Le Coran use souvent pour parler des femmes, de leur vie familiale, de leurs tenues et de leur intimité, d’un langage euphémistique, comme pour mettre un voile pudique sur elles (à coup sûr, c’est là le vrai voile). En ne disant pas leur nom –à l’exception de Marie-, en les rattachant à leur père, leur frère ou leur mari, il se conforme à la coutume sémitique de la filiation patrilinéaire et clanique. A cet égard, le Coran appréhende la femme comme être social, vulnérable, protégée par son clan, soumise à la tutelle des hommes et aux règles du patriarcat.

Pourtant, des commentateurs ont compris le second message du Coran. C’est le cas d’Ibn Hazm qui place Sarah, la mère de Moïse et Marie au rang de prophétesses, liste à laquelle Al-Ash’ari ajoute Eve, Agar et ‘Asya.
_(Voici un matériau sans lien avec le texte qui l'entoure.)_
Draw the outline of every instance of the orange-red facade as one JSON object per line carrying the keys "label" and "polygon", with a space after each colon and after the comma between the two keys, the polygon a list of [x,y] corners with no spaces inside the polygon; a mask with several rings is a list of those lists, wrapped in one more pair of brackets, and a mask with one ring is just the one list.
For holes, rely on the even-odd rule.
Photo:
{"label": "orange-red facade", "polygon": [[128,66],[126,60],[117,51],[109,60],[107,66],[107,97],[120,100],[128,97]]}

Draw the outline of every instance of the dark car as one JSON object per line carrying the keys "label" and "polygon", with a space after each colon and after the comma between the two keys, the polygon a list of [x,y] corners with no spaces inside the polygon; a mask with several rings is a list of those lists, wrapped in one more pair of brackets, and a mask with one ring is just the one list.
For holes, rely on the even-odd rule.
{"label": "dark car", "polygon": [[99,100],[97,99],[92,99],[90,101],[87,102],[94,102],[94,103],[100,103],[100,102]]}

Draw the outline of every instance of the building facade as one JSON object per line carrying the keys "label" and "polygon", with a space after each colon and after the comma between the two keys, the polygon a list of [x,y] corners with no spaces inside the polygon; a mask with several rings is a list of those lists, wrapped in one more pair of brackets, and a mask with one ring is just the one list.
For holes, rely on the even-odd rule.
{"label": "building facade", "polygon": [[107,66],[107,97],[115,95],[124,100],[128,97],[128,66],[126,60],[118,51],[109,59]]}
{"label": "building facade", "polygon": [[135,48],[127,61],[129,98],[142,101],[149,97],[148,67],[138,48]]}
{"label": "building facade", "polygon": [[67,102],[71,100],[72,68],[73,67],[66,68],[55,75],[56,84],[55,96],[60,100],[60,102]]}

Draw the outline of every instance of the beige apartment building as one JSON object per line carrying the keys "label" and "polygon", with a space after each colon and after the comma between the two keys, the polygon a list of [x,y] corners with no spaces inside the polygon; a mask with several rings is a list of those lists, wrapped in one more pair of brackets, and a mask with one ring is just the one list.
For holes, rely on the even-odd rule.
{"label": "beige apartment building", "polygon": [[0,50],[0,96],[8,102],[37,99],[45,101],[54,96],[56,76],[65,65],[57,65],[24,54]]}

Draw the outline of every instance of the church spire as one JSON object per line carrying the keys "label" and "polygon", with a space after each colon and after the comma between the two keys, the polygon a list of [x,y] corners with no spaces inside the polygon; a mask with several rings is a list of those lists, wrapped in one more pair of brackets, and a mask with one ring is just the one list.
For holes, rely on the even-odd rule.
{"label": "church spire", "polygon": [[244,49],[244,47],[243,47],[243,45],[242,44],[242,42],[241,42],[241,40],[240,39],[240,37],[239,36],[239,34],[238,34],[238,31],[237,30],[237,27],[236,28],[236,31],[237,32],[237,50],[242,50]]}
Des femmes ont donc été des réceptacles d’inspiration divine. La reine de Saba elle-même (XVII, 42-43), en subissant les épreuves de la transformation de son trône par Salomon et l’illusion du sol en verre qu’elle prit pour une nappe d’eau, a fait l’expérience de l’acte divin de re-création du monde.

Dieu se jouerait-il de nous ? Son dessein est peut-être de nous dire : voici le chemin, il est simple et tortueux, mais les clairvoyants sauront le trouver. Quant aux autres, il leur est loisible, moyennant quelques corrections, de continuer à s’adonner à leurs passions favorites.